Background. Recent guidelines from the National Institute for Clinical Excellence (NICE) recommend the use of ultrasound guidance for central venous catheterization in children. This study prospectively examined the use of ultrasound guidance for central venous catheterization in children undergoing heart surgery.

Methods. One hundred and twenty-four infants and children were randomized to either ultrasound-guided or traditional landmark-guided central venous catheterization.

Results. Success rates were significantly greater in the landmark group compared with the ultrasound group (89.3% vs 78%, P<0.002), and arterial puncture rates were significantly lower in the landmark group (6.2% vs 11.9%, P<0.03). There was no significant difference between the two groups in the time taken to perform the catheterization.

Conclusions. These results are different from the published results on which the NICE guidelines were based; however, the evidence base in children is small. There is currently insufficient evidence to support the use of ultrasound guidance for central venous catheterization in children.
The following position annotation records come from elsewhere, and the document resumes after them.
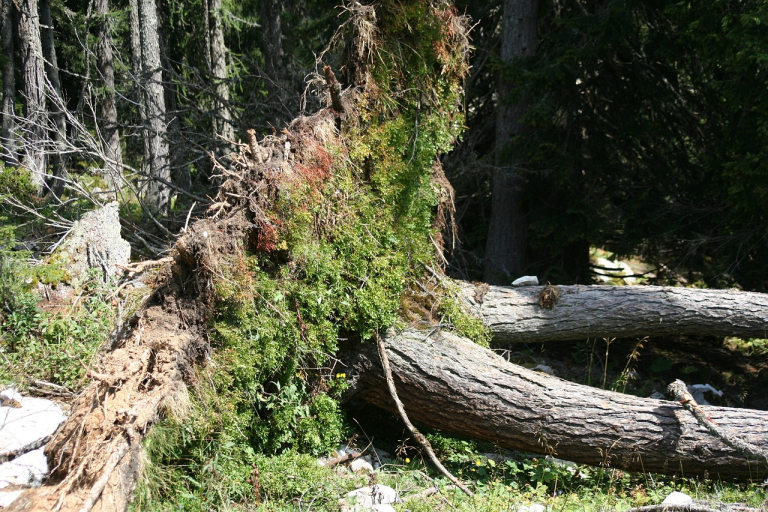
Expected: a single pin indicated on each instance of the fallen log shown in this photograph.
(551, 313)
(454, 385)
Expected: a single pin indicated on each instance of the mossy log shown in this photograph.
(451, 384)
(524, 315)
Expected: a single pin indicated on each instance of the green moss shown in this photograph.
(340, 243)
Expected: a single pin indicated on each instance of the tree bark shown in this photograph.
(137, 70)
(515, 315)
(158, 194)
(8, 136)
(59, 128)
(35, 113)
(454, 385)
(270, 14)
(222, 118)
(110, 132)
(506, 245)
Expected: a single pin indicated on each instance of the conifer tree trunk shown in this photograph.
(271, 13)
(151, 82)
(33, 73)
(218, 65)
(59, 131)
(7, 136)
(506, 244)
(110, 133)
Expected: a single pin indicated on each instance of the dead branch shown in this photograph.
(423, 441)
(679, 391)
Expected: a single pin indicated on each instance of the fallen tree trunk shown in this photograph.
(95, 455)
(454, 385)
(526, 315)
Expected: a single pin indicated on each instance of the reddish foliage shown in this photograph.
(266, 236)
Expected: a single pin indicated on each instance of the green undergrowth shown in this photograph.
(501, 480)
(335, 253)
(49, 340)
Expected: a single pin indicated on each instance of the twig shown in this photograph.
(347, 457)
(426, 493)
(423, 441)
(189, 213)
(12, 454)
(117, 455)
(679, 391)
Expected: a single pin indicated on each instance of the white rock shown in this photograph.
(8, 497)
(21, 426)
(618, 269)
(526, 281)
(380, 457)
(361, 465)
(533, 507)
(28, 470)
(10, 398)
(376, 495)
(35, 419)
(677, 498)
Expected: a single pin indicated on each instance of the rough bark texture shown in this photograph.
(7, 136)
(516, 315)
(110, 133)
(35, 113)
(218, 54)
(136, 69)
(506, 244)
(158, 194)
(59, 128)
(96, 453)
(457, 386)
(272, 33)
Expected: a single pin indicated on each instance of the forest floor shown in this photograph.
(501, 480)
(505, 480)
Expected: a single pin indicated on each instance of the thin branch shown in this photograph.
(679, 391)
(34, 445)
(423, 441)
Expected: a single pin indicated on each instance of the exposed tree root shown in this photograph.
(452, 384)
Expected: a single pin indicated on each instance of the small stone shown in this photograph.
(677, 498)
(376, 495)
(533, 507)
(526, 281)
(26, 470)
(10, 398)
Br J Anaesth 2004; 92: 827–30

Keywords: equipment, ultrasound devices; veins, jugular, cannulation


    Introduction
 Top
 Abstract
 Introduction
 Methods
 Results
 Discussion
 References
 
Central venous cannulation in infants can be difficult and challenging, predominantly because of their small size, and carries an associated morbidity and mortality.1 There is a learning curve for this procedure; regular practice is required to achieve and maintain skill and competence. The success rate and occurrence of complications will depend on factors which include the size and condition of the child, operator experience, the site of cannulation and the presence of vascular anomalies, coagulation abnormalities or previous cannulation.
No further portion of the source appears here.